Fais attention à ce que tu souhaites
Une parabole moderne
Une famille s'est réunie autour de la table lors d'une froide nuit pluvieuse de mars dans une ville du nord. La maman avait fait de longues heures au travail.
"On ne te voit jamais", a dit le garçon le plus âgé.
"Ouais, on veut dîner avec toi tous les soirs", a réitéré le plus jeune fils.
Le papa a regardé au loin alors que le clapotis de la pluie frappait les portes vitrées coulissantes du porche, poussé par un vent fort.
"Ne serait-ce pas agréable de vivre ailleurs ?" a-t-il murmuré dans sa barbe.

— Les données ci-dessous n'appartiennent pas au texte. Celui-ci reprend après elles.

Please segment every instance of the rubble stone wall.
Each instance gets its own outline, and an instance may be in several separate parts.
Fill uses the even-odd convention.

Ses deux garçons l'ont rapidement noté.
"Où, papa, où ?"
"Eh bien, pourquoi pas le Japon", a-t-il répondu avec un sourire.
"Ou le Mozambique", a suggéré le plus grand, étourdi.

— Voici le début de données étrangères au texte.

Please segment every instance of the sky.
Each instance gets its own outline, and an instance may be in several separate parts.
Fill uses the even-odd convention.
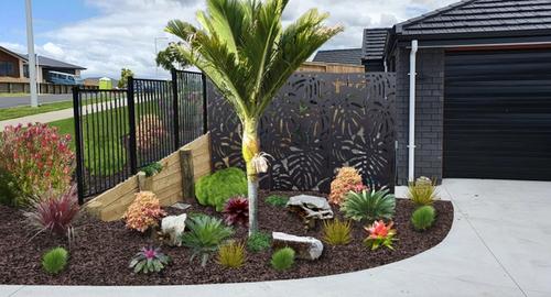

"Que diriez-vous du Brésil", a dit le plus jeune avec enthousiasme. "Il y fait chaud", a-t-il souri.
La mère les a regardés. Les rouages de son esprit se sont mis en marche.

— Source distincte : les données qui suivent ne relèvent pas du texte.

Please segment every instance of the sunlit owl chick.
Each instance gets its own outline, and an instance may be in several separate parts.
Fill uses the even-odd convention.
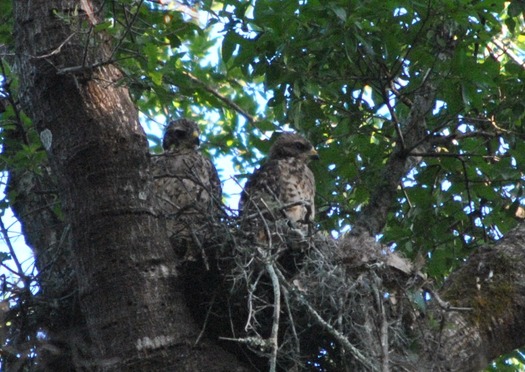
[[[153,175],[159,213],[176,251],[187,254],[185,243],[207,237],[210,219],[219,213],[221,183],[210,159],[199,150],[199,128],[188,119],[169,123],[164,153],[153,156]]]
[[[270,148],[268,159],[244,186],[239,203],[242,218],[287,219],[293,228],[308,231],[315,217],[315,179],[308,162],[318,158],[304,137],[281,134]]]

"Et pourquoi pas la province de l'Ouest ?"
Tout le monde l'a regardée. C'était un peu sorti de nulle part et pas aussi exotique que les autres destinations sur la table des rêveries.
Le visage de la mère est devenu un peu plus sérieux.
"En fait, j'ai une offre d'emploi là-bas. J'ai déjà refusé l'entreprise deux fois."
Les garçons et le papa se sont regardés.
"On ne faisait que rêver", semblaient dire leurs yeux.
"Je peux les rappeler. Est-ce que c'est d'accord ?" a demandé la mère.
Les garçons et le papa se sont à nouveau regardés, ne sachant pas comment répondre.
"Bien sûr, d'accord, pourquoi pas", ont-ils dit en haussant les épaules tout en se levant pour débarrasser leurs assiettes.
Le dîner était terminé.
Une autre nuit froide et pluvieuse a passé, puis une autre.
"Devinez quoi", a annoncé la mère. "J'ai eu l'offre. Ils veulent que je commence le mois prochain."
"Où ?" a demandé le papa.
"La province de l'Ouest, comme nous en avons discuté", a répondu la mère joyeusement.
"Hum, eh bien", a dit le fils aîné, "je veux vraiment finir le lycée ici", a-t-il dit d'une manière légèrement abattue.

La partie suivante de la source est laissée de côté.